Nachruf auf Uwe Petersen (1941-2022)

Uwe Petersen gehörte zu jenen Romanisten klassischer Prägung, die ihren Weg über den Schwerpunkt Französisch hin zu anderen romanischen Sprachen (Italienisch und Spanisch) fanden. Nach einer Jugend in Brunsbüttelkoog am Nordseeausgang des Nord-Ostee-Kanals kam er Anfang der 1960-er Jahre zum Studium der romanischen (soweit das damals existierte) und der klassischen Philologie nach Tübingen, unterbrochen von einem Auslandsstudium in Lille (Frankreich). Besonders geprägt wurde er durch die Linguistik des gerade nach Tübingen berufenen Eugenio Coseriu, dessen grundlegende frühen Aufsätze er in Zusammenarbeit mit Hansbert Bertsch und Gisela Köhler 1970 und, in verbesserter zweiter Auflage 1971 in deutscher Übersetzung herausgegeben hat: Eugenio Coseriu, Sprache: Strukturen und Funktionen. XII Aufsätze, Tübingen: Narr. Weitere neun Aufsätze Coserius aus den siebziger und achtziger Jahren hat er 1987 ebenfalls in deutscher Übersetzung im gleichen Verlag herausgegeben: Eugenio Coseriu, Formen und Funktionen. Studien zur Grammatik.
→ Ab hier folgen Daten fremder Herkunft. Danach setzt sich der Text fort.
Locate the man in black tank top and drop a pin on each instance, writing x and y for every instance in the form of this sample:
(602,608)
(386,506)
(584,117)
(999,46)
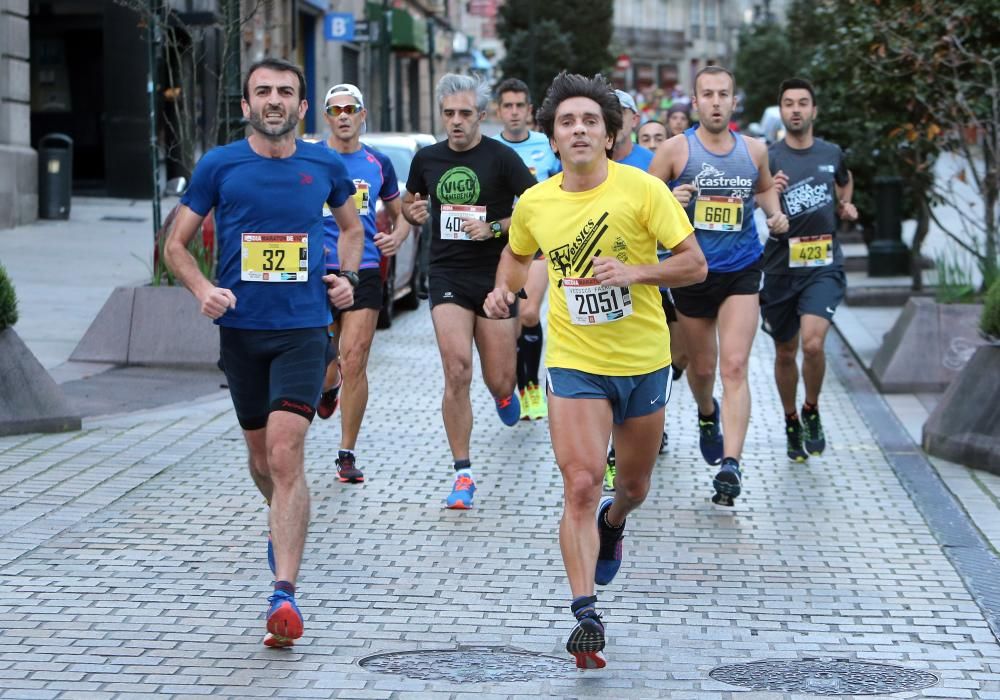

Einen Namen gemacht hat er sich in der Romanistik durch die deutsche Ausgabe von Carlo Tagliavinis damaligem Standardwerk, De Origini delle lingue neolatine (quinta edizione Bologna 1969), die er 1973 zusammen mit Reinhard Meisterfeld bei C.H. Beck, München, unter dem Titel Einführung in die romanische Philologie herausgebracht hat. An der Übersetzung verschiedener anderer Werke hat er bis in die 1990-er Jahre mitgewirkt, und zwar auch über die Romanistik hinaus. Nachdem er Dänisch gelernt hatte, um Louis Hjelmslevs Prolegomena im dänischen Original (Omkring sprogteoriens grundlæggelse, 1943) lesen zu können, gab er 1992 Rasmus Rasks grundlegendes Werk zur Etymologie von 1818 in Auszügen in deutscher Übersetzung heraus: Von der Etymologie überhaupt. Eine Einleitung in die Sprachvergleichung, Tübingen: Narr. Durch alle diese Arbeiten hat er sich bis zum Schluss ein feines Gespür für die Sprachkritik im Deutschen bewahrt.
Nun ist Uwe Petersen überraschend verstorben. Mit ihm verliert die deutsche Romanistik einen stillen Arbeiter, der nie ein Amt bekleidet, in großer Freiheit, aber auch in materieller Unsicherheit gelebt hat. Alle Arbeiten hat er aus tiefem eigenem Interesse, ohne nachhaltige Anerkennung, nur im Dienst an der Wissenschaft geleistet.